The distribution boosting procedure produces an ordered sequence of \(K\) contrast trees \({\{R_{m}^{(k)}\}_{m=1}^M}_{k=1}^K\). Associated with each region \(R_{m}^{(k)}\) of each tree \(k\) is a transformation function \(g_{_{m_{k}}}^{(k)}(\cdot)\). Any prediction point \(\mathbf{x}\) lies within one of the regions \(m_{k}(\mathbf{x})\) of each contrast tree \(k\) with corresponding transformation function \(g_{m_{k}(\mathbf{x})}^{(k)}(\cdot)\). A value of \(z\) can be transformed to a estimated value for \(y\), \(\hat{y}=\hat {g}_{\mathbf{x}}(z\,)\), where
\[\begin{equation} \hat{g}_{\mathbf{x}}(z)=g_{m_{K}(\mathbf{x})}^{(K)}(g_{m_{K-1}(\mathbf{x})}^{(K-1)}(g_{m_{K-2}(\mathbf{x})}^{(K-2)}\cdot\cdot\cdot g_{m_{1}(\mathbf{x})}^{(1)}(z))). \tag{1.3} \end{equation}\]
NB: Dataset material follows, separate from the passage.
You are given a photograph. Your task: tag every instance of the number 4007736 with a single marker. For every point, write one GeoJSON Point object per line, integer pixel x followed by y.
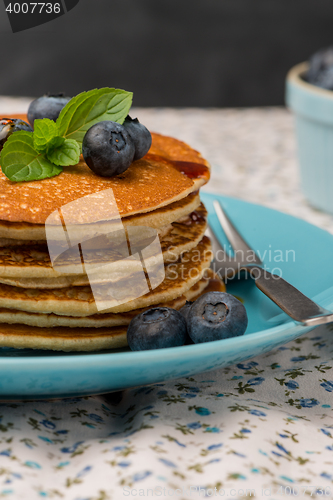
{"type": "Point", "coordinates": [33, 8]}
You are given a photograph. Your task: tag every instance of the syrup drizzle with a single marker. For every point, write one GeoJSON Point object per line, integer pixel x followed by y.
{"type": "Point", "coordinates": [191, 169]}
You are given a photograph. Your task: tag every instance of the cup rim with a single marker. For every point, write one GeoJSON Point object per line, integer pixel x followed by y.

That is, the transformed output of each successive tree is further transformed by the next tree in the boosted sequence.
1.4 Two-sample trees
Contrast trees are applied to a single data set where each observation has two outcomes \(y\) and \(z\), and a single set of predictor variables \(\mathbf{x}\). A similar methodology can be applied to two–sample problems where there are separate predictor variable measurements for \(y\) and \(z\). Specifically the data consists of two samples \(\{\mathbf{x}_{i}^{(1)},y_{i}\}_{1}^{N_{1}}\) and \(\{\mathbf{x}_{i}^{(2)},z_{i}\}_{1}^{N_{2}}\). The predictor values \(\mathbf{x}_{i}^{(1)}\) correspond to outcomes \(y_{i}\), and the values \(\mathbf{x}_{i}^{(2)}\) correspond to \(z_{i}\). The goal is to identify regions in \(\mathbf{x}\) - space where the two conditional distributions \(p_{y}(y\,|\,\mathbf{x})\) and \(p_{z}(z\,|\,\mathbf{x})\), or selected properties of those distributions, most differ.